Equilibrar o coletivo e o individual seria ótimo para a sociedade e o futebol
“É impossível entender o Brasil sem olhar para o futebol”, garantiu o belo editorial do Brasil de Fato publicado no início da Copa do Mundo de 2022, que ressaltou a capacidade aglutinadora e o potencial de abrandar tensões políticas e ideológicas do futebol no Brasil, sem fechar os olhos para os seus problemas.
A eliminação do time brasileiro nas quartas de final, contudo, talvez tenha impedido que se completasse a retomada de símbolos nacionais, como a camisa da seleção brasileira, sequestrados pelo patriotismo fácil e falso da extrema direita.
A derrota, sentida por muitos como uma quase tragédia, um baque no orgulho nacional, traz sempre as suas “explicações”.
Primeiro, a busca dos “culpados”, às vezes exagerada e injusta.
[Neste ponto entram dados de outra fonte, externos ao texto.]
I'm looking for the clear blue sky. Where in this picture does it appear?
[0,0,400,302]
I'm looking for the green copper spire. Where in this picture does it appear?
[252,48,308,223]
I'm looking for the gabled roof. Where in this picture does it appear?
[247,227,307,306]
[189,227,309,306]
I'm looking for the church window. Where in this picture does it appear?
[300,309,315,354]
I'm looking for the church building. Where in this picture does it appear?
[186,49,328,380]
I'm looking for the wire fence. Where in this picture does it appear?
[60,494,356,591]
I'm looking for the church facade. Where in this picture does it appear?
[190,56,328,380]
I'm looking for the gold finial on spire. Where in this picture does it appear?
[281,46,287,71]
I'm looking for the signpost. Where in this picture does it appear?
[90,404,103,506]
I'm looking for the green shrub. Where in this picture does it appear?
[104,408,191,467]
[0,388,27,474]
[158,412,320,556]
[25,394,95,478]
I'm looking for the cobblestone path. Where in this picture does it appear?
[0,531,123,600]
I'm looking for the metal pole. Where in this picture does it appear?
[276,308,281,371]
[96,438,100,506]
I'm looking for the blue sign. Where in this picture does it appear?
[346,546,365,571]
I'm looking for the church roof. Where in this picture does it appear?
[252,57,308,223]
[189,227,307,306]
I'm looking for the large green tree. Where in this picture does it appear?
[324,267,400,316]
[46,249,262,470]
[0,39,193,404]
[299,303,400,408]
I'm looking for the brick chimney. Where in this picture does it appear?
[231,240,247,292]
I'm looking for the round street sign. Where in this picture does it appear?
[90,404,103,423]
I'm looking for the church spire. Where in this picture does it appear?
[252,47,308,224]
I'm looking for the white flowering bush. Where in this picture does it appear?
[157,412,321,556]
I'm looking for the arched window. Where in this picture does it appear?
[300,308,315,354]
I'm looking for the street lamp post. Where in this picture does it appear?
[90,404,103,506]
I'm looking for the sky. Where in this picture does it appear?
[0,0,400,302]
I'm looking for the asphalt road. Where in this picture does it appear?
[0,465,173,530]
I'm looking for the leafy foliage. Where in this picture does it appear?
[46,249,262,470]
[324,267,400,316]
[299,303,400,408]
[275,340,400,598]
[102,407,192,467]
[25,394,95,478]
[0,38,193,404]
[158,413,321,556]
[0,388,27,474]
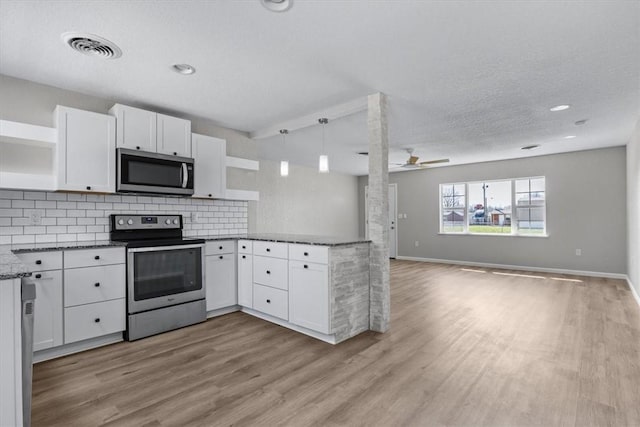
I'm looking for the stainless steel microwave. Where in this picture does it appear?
[116,148,193,195]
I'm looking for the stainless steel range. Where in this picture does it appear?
[111,215,206,341]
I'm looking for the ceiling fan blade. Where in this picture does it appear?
[420,159,449,165]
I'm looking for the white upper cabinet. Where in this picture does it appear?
[109,104,156,153]
[109,104,192,157]
[191,133,227,198]
[56,106,116,193]
[156,114,191,157]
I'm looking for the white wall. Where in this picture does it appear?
[0,74,359,236]
[255,160,359,237]
[359,147,627,274]
[627,119,640,295]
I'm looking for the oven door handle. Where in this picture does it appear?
[127,243,204,252]
[182,163,189,188]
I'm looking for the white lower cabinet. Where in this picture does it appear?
[205,241,238,311]
[253,283,289,320]
[61,248,126,344]
[289,261,331,334]
[64,299,126,344]
[238,253,253,308]
[31,270,63,351]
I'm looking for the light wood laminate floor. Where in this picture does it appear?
[33,261,640,426]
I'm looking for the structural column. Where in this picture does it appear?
[367,93,391,332]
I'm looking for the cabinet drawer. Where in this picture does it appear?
[253,285,289,320]
[253,241,289,258]
[16,251,62,271]
[64,299,125,344]
[238,240,253,254]
[253,255,288,290]
[64,264,126,307]
[205,240,236,255]
[64,248,125,268]
[289,244,329,264]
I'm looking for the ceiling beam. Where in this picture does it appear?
[249,96,368,139]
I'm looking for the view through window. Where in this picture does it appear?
[440,177,546,235]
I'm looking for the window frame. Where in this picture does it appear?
[438,175,549,237]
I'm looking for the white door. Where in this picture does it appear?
[289,261,331,334]
[156,114,191,157]
[191,133,227,198]
[364,184,398,258]
[109,104,157,153]
[57,106,116,193]
[238,254,253,308]
[205,254,238,311]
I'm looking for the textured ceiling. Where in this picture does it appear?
[0,0,640,174]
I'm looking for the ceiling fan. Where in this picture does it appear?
[392,148,449,169]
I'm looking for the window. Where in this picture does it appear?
[440,177,546,236]
[440,184,466,233]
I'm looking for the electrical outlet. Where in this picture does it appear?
[29,211,42,225]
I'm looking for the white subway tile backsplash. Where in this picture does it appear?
[47,193,67,201]
[0,190,248,244]
[56,218,78,225]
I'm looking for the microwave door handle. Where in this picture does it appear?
[182,163,189,188]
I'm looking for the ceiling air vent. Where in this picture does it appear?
[62,33,122,59]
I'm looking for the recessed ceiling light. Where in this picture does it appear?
[260,0,293,12]
[173,64,196,76]
[549,105,571,111]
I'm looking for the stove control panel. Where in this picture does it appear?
[111,214,182,230]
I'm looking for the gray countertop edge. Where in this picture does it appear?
[0,234,371,280]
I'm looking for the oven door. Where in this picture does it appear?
[127,244,206,314]
[116,148,194,195]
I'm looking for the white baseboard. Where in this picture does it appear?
[396,256,633,280]
[627,276,640,306]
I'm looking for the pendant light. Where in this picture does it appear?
[318,117,329,173]
[280,129,289,176]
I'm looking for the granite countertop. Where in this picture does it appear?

Como lembra Tostão, em texto publicado na Folha de São Paulo logo após o Brasil perder, “jogadores e técnico podem ser criticados, desde que não sejam transformados em vilões”. Afinal, mesmo que seja um jargão, é válida a afirmação de que partidas parelhas como Brasil e Croácia resolvem-se no detalhe. E foi por pequenos erros e por detalhes que foi eliminado o time brasileiro, o qual, como diz Tostão, se não é excelente, é um bom time.
Individualismo e instabilidade
Há, porém, além dessa imprevisibilidade dos detalhes, inerente ao futebol, outras razões, mais estruturais, que trabalham, há tempos, contra o sucesso das seleções brasileiras: o excesso de individualismo e a instabilidade emocional.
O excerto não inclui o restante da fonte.